Are you arguing that the zip implementation in Python should adhere to the zip(1) behavior instead of the zip specification?
An advantage of the Python implementation is that zip archives are portable across systems. This is not the case with the Linux implementation.
For example, using the example t.zip (created on a Linux system) I get this error if I attempt to extract it on my Mac.
$unzip ../t.zip Archive: ../t.zip error: cannot create test.txt Illegal byte sequence
Here is a blog post that goes into detail about the issues with platform specific zip implementations:
Your post might be better titled: "The Incredible Disaster of Platform Specific Implementations of Zip" :-)
From the post:
The Zip spec says that the only supported encodings are CP437 and UTF-8, but everyone has ignored that.
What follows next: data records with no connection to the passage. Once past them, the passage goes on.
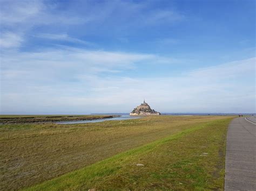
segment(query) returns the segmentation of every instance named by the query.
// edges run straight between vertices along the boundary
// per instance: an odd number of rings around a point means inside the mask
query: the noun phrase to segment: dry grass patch
[[[0,126],[0,189],[17,189],[227,116],[154,116],[123,121]]]

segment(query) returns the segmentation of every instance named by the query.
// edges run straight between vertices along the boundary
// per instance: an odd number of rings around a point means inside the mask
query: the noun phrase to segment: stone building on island
[[[140,105],[134,108],[133,110],[130,113],[130,115],[161,115],[159,112],[156,111],[153,109],[150,108],[150,106],[149,105],[144,101],[143,103],[142,103]]]

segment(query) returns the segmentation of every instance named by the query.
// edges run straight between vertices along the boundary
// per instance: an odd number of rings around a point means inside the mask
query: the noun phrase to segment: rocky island
[[[134,108],[130,115],[161,115],[159,112],[156,111],[153,109],[150,108],[150,106],[145,102],[140,105]]]

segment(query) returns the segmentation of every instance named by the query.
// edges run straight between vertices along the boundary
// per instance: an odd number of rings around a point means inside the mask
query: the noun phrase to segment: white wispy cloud
[[[82,40],[76,38],[70,37],[67,34],[49,34],[49,33],[38,33],[34,35],[35,37],[38,38],[42,38],[44,39],[48,39],[51,40],[62,40],[64,41],[79,43],[88,46],[95,46],[95,44],[88,42],[85,40]]]
[[[11,32],[5,32],[0,36],[0,48],[17,48],[23,41],[22,35]]]
[[[4,113],[129,112],[143,98],[161,112],[255,112],[255,58],[147,78],[112,74],[164,58],[77,48],[8,54],[1,68]]]

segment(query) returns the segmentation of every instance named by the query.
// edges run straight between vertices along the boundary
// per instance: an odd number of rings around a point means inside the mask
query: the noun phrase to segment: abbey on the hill
[[[144,101],[140,105],[134,108],[133,110],[130,113],[130,115],[161,115],[159,112],[151,109],[147,103]]]

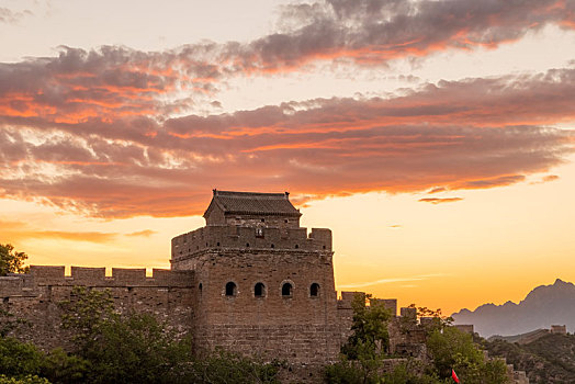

Implementers just encode file names however they want (usually byte for byte as they are in the OS… see table below).
With regard to your comment:
Furthermore, this doesn’t explain the corruption that extractall() causes.
Let's take a look starting with a zip file similar to the one you create in the bug report:
$ echo hi > "$(printf 'test\xf7.txt')" $ zip t.zip *.txt adding: test.txt (stored 0%)
Now let's look at the flag for that file in Python:
$python3 Python 3.7.3 (default, Apr 3 2019, 05:39:12) [GCC 8.3.0] on linux Type "help", "copyright", "credits" or "license" for more information. >>> from zipfile import ZipFile >>> zf = ZipFile("t.zip") >>> zf.infolist().flag_bits & 0x800 and print("UTF") or print("Not UTF") Not UTF >>>
Looking at the python implementation:
if flags & 0x800: # UTF-8 file names extension filename = filename.decode('utf-8') else: # Historical ZIP filename encoding filename = filename.decode('cp437')
We can see that the filenames will be decoded with
cp437 - that's where the corruption comes from.
Given the above information, would you agree that the issues you are having are due to your expectation of the behavior of Zip files and not really issues with Python?
The Python implementation is in perfect compliance with the Zip specification and results in archives that are portable across systems.